The Oregon Board of Forestry approved a 70-year proposed Western Oregon Habitat Conservation Plan on Tuesday. The plan would provide long-term protections and conservation plans for endangered species and secure forest management practices, according to a Department of Forestry staff analysis.
The Oregon Department of Forestry’s Brian Pew said the new conservation plan will also provide certainty for timber harvest during that time frame.
“More importantly, the timber harvest that comes from state forest provides a lot of local jobs in rural communities. So, jobs in rural communities are really dependent on timber harvest that comes from state forests,” said Pew, the department’s deputy state forests division chief.

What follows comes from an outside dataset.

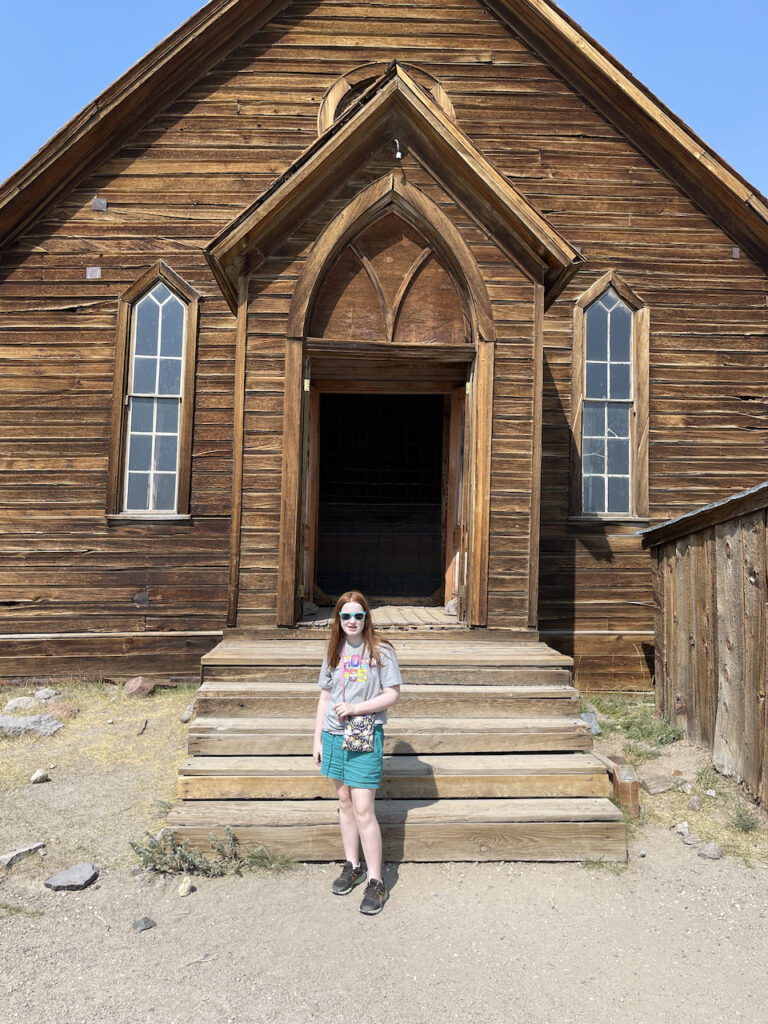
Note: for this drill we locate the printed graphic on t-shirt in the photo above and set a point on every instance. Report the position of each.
(354, 670)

Since November 2018, the Department of Forestry has been working on the plan, with a goal of balancing this kind of timber-harvest certainty with compliance with wildlife protections required by the Endangered Species Act.
Currently, state forests are managed under Oregon’s Forest Management Plan, which has been in place for 20 years.
The proposed plan is getting mixed reviews by environmental groups and the forest industry.
Some environmental and conservation groups say they support updating the plan but not in the way the Board of Forestry handled it.
“The plan proposed by the Oregon Department of Forestry, does not go nearly far enough towards protecting endangered species, ensuring healthy watersheds, and securing our climate future. The plan needs bigger stream buffers and protection of more acres for old forest and steep slopes,” Noah Greenwald, the Center for Biological Diversity’s endangered species director, said in a written statement.
Greenwald said a broader discussion is needed to reexamine our relationships to forests.
“Values have changed in Oregon overall. People would rather see these forests used to protect fish and wildlife habitat, for recreation, and even more of what needs to be part of the conversation is climate mitigation,” he said.
Oregon Forest & Industries Council’s Director of Communications Sara Duncan said the Board of Forestry moved forward with a plan to secure protections for the environment with no regard for the social and economic impacts.
“While public lands held by the state are not expected to deliver the same benefits as those managed by private landowners, Oregonians should reject the idea that a 700,000-acre forest would be managed in such a way that it bankrupts its manager, requiring they ask the Legislature to subsidize Department operating costs with public tax dollars to the tune of $12 - 24 million per year,” Duncan said in a written statement. “We strongly hope the Board considers future management plans on state forests that give just as much weighted value to social and economic concerns as it does to conservation measures.”
The proposed plan now moves forward for review under the National Environmental Policy Act.